Fenêtres sur le passé

1890

Les voyages de Mlle Perrichon

 

Source : La Dépêche de Brest 9 mars 1890

 

Les temps sont bien changés :

M. Perrichon ne s'appelle plus Perrichon tout court, il se dénomme Perrichon de Kerguelen et il fait voyager sa fille.

Il est vrai que ces voyages ne sont pas des voyages d'agrément.

 

Cécile Perrichon, qui comparaissait hier devant le tribunal correctionnel, exploitait, en effet, la charité publique,

à l'aide d'un moyen assez ingénieux.

 

Elle se présentait aux domiciles des gens qu'elle voulait exploiter et les apitoyait à l'aide d'une lettre

que son père lui remettait.

Cette lettre aurait attendri un mort.

 

Cécile, à cette école de paresse et de mendicité, ne tarda pas à dépasser son maître.
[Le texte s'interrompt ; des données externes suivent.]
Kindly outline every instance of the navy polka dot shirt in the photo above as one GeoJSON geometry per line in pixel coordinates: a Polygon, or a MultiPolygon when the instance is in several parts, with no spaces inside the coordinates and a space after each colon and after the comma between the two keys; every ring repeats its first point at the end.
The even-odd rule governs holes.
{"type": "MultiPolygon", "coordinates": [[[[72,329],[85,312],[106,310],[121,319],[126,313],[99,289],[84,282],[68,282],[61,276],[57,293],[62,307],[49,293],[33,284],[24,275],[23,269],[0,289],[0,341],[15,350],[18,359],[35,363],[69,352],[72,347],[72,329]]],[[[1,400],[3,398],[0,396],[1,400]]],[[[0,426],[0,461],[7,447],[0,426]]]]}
Un jour, chez une vieille demoiselle nommée Le Gall, tandis que cette dernière se rapprochait de la fenêtre pour lire la fameuse lettre, elle déroba, sur une table, un porte-monnaie contenant 4 fr. 50.

 

La prévenue n'a que quatorze ans.

Son père, qui fait défaut, est condamné à six mois de prison.

Quant à Mlle Perrichon, elle sera enfermée dans une maison de correction jusqu'à sa vingtième année.

 

Espérons que ce sera son dernier voyage de désagrément.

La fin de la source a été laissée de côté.